I was to approach a dark warehouse where there had been reports of a suspicious man roaming around. The lights were turned off and the screen began counting down from three.
I walked up to what looked like a building you would see in Dallas’ industrial district. I pulled out my flashlight and shone it inside the doorway. About six steps in, a white man dressed in a flannel shirt, jeans and boots popped up from behind a counter.
He lifted his right hand in front of his face when I shone the light on him and left the other hand behind a box on the table. He said, “What, man? What do you want?”
I asked him what he was doing in the warehouse so late and he told me that he worked there.
At this point, I felt the situation becoming tense. Even though it was only a projection screen, the man was intimidating. I had no clue what was in his other hand. I could only assume.
I raised my voice and told him to raise both hands in the air.
“Why?” he asked. “I’m not doing anything wrong. I’m just working a late shift trying to get some work done.”

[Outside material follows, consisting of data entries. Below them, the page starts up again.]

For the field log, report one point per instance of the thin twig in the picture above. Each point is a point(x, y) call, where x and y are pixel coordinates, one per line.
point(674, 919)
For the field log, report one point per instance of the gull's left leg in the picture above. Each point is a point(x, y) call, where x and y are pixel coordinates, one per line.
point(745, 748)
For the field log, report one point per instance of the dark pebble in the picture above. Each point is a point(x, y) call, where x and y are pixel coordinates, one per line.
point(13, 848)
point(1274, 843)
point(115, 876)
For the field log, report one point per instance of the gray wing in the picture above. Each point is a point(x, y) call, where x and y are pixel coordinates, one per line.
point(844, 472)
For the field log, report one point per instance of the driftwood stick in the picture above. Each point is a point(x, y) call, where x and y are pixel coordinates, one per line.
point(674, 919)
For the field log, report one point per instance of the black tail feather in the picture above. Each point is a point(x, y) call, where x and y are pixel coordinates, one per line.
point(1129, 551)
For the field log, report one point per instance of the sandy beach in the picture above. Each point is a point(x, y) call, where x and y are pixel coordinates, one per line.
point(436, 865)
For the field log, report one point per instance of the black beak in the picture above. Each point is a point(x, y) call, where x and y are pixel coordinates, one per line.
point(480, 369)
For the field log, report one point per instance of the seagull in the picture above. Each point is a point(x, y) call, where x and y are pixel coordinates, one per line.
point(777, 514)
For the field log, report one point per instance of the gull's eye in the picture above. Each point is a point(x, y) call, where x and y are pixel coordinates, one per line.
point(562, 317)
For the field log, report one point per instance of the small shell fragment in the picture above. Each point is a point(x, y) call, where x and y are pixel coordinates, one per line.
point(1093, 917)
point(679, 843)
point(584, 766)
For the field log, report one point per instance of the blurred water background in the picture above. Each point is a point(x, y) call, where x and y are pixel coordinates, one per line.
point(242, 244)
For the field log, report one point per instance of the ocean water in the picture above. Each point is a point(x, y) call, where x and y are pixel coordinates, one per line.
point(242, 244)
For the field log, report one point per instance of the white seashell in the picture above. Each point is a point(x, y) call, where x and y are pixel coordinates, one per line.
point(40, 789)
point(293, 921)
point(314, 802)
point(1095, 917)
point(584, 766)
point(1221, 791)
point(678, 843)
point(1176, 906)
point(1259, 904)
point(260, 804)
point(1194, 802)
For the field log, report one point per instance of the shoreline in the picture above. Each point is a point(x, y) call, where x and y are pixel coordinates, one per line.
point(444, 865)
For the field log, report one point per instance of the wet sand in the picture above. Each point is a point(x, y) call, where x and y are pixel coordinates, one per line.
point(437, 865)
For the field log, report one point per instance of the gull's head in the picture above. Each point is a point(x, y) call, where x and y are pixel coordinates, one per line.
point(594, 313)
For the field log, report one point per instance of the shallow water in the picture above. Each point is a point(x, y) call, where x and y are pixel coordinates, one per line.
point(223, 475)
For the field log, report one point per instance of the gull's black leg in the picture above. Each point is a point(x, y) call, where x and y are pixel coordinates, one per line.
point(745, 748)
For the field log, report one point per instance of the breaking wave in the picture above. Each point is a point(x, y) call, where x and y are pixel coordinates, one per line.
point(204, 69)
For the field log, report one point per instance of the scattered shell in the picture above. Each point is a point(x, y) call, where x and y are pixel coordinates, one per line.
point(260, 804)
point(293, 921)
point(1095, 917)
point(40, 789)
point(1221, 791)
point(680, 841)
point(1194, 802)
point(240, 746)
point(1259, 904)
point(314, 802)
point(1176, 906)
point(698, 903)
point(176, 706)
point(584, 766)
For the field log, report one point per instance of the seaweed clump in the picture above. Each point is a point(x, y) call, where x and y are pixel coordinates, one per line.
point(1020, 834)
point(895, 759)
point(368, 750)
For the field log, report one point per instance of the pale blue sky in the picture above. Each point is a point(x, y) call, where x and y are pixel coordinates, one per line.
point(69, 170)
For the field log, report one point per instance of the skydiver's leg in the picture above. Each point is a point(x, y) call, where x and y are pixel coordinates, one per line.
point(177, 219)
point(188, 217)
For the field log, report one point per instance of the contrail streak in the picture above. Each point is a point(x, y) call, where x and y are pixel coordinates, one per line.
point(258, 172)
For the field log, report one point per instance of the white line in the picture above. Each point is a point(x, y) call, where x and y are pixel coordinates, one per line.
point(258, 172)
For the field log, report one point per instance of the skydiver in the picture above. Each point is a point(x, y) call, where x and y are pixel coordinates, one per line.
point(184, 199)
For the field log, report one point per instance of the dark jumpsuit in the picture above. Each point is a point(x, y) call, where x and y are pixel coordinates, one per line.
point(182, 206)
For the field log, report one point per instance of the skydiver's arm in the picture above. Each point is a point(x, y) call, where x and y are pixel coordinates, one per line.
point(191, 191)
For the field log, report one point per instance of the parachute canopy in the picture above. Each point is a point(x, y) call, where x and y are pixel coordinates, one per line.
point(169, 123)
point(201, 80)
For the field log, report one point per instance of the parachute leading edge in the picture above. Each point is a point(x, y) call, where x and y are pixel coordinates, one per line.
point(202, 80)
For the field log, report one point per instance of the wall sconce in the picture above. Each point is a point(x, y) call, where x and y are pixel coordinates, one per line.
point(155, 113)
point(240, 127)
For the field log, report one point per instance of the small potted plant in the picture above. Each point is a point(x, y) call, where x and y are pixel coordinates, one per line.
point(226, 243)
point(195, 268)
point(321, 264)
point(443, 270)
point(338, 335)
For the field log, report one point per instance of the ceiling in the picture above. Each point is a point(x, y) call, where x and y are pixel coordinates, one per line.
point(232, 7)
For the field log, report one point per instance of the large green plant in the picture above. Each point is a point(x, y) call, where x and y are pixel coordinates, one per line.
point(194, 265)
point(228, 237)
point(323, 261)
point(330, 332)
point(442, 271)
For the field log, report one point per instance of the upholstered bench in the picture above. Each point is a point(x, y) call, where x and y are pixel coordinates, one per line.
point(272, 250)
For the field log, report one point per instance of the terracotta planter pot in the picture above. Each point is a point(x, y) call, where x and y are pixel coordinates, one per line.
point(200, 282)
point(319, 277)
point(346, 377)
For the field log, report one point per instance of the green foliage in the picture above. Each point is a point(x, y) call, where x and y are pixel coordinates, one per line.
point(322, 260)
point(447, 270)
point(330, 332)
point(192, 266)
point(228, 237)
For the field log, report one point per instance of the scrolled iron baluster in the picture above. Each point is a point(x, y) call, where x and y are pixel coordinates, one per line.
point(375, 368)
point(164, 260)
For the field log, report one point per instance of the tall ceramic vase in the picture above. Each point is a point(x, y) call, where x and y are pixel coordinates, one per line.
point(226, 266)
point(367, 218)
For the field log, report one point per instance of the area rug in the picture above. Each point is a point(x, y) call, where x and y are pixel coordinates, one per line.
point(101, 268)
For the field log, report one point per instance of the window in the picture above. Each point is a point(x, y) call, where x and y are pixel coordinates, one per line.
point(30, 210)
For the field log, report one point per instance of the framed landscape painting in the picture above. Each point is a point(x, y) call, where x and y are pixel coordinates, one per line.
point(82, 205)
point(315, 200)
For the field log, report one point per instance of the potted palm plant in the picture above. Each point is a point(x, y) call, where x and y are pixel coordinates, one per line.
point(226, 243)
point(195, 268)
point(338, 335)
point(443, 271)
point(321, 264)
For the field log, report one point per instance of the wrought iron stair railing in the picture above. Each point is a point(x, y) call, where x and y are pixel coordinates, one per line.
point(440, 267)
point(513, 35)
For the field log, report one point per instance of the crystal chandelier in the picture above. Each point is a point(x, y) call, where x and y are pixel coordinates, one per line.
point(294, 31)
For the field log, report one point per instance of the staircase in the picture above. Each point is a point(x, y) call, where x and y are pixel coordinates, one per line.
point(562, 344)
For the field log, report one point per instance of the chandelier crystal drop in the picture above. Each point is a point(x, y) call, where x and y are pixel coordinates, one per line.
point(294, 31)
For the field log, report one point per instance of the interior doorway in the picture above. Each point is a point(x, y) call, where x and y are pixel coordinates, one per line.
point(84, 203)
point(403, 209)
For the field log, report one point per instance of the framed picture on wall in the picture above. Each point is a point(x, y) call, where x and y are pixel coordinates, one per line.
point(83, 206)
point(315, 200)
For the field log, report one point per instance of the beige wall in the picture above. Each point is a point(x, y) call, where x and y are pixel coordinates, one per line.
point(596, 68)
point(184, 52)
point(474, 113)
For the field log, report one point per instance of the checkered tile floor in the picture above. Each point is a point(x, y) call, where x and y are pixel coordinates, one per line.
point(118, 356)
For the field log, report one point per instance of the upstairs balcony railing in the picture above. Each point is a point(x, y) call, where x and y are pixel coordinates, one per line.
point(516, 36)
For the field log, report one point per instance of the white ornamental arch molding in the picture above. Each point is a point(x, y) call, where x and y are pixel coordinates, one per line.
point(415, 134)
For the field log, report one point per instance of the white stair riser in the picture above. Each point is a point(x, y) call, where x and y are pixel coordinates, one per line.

I told him one more time to let me see his hands, but before I could get a grip on my pistol, he pulled out his own gun and fired six rounds. 
I was dead.
“You see that?” Stewart asked.“You had no time to react to his gunshots.”
The point Stewart made earlier about action and reaction started to resonate more clearly .
Carrizales, Hart and Ward went next, each with a different experience.
Ward dealt with two children playing with a gun on a school bus, while Carrizales had a shootout with a man who had just shot her partner. Hart tried to settle a domestic dispute with an aggravated man.
Now that I have seen a tiny glimpse into what a police officer must go through mentally when called to handle a disturbance, I understand the severity of assessing a situation with a limited amount of time.
Police officers must be mentally heightened at all times and be able to make decisions at the drop of a pin. Not doing so can result in injury or death.
The police shootings under national scrutiny took place under unique circumstances, but all required an officer who was steady of hand and properly trained to deal with that altercation.
Even so, a few of the cases do not add up to me, and I would only hope that if there was an injustice done, our judicial system would do its best to put any unlawful person to justice.